A DEEPER UNDERSTANDING OF REGIONAL DIFFERENCES

Your next charge is to understand more about the regional differences in performance of sales of PharmaInc's major product. You realize that you have already gone a long way toward answering this question. Yes, there are statistical differences between regions, as indicated by the oneway comparison circles in the section “Uncovering Relationships: Prescriptions versus Region with Fit Y by X.” You can say that, in terms of total prescriptions written over the eight-month period, the regions fall into five or six groupings, as shown in Exhibits 8.17 and 8.20. The important questions now revolve around the practical importance of such differences and which chunk variables are related to the differences.
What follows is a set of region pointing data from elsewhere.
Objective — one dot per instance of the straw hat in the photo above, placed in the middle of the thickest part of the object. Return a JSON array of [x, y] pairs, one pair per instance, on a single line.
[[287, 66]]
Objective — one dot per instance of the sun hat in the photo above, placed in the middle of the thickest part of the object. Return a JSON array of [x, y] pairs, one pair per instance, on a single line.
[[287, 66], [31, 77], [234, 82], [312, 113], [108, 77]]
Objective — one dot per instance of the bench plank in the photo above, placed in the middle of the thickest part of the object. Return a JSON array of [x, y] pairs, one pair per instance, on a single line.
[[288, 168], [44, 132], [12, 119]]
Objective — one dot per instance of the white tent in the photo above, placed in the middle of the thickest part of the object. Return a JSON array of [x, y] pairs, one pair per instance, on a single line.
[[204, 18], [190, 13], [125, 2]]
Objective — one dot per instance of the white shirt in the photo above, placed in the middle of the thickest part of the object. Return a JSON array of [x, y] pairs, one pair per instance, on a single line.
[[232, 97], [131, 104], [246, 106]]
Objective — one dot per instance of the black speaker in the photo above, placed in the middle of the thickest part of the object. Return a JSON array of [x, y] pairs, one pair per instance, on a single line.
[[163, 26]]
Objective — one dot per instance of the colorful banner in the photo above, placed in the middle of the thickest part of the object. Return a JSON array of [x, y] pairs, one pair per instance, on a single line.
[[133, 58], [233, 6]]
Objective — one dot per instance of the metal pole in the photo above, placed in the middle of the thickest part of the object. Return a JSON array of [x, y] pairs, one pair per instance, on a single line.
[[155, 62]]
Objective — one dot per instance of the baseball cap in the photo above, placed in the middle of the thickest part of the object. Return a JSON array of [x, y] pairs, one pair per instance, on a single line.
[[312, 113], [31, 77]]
So at this point, you want to go beyond simply the counts of prescriptions written. Again, you have already done some of the work to understand the relationship between the number of prescriptions and the number of visits. Now you want to see if you can gain additional insight by seeing this from the perspective of your sales reps, and by taking into account behavior over time. In fact, when you think about this, you realize that you would like to see, on a year-to-date basis, how the number of prescriptions written by each sales rep's physicians is related to the total number of visits. But you would also like to be able to visualize the effect of the total number of physicians assigned to a sales rep and to easily identify the sales rep's region. In short, you want a more informative version of the scatterplots presented in the bivariate reports in “Uncovering Relationships: Prescriptions versus Visits by Region” section.

You have seen demonstrations of JMP's Bubble Plot using animation to show changes in the scatter of points over time. You quickly realize that you must do some data preparation before using such a visualization. So you summarize your data across sales reps and define year-to-date summaries of Prescriptions and Visits, producing the table partially shown in Exhibit 8.24.

Image described by caption/surrounding text.

Exhibit 8.24 Partial View of Summary Table with YTD Aggregation

You recall there are 102 sales reps (Exhibit 8.5). There should be eight YTD values for each sales rep, so the summary table you just made should contain 816 rows, which it does.

Now you are ready to construct an animated bubble plot. You decide to look at the relationship between Prescriptions YTD (Y) and Visits YTD (X), with bubbles sized by Number of Physicians and colored by Region Name, over the time period defined by Date. You enter Region Name and Salesrep Name as ID columns, in that order. This will allow you to use the drill-down capability of the bubble plot (see Exhibit 8.13). After completing the Bubble Plot dialog, you obtain Exhibit 8.25 (showing the relationship between Prescriptions YTD and Visits YTD for May 2014). The saved script is Bubble Plot 1.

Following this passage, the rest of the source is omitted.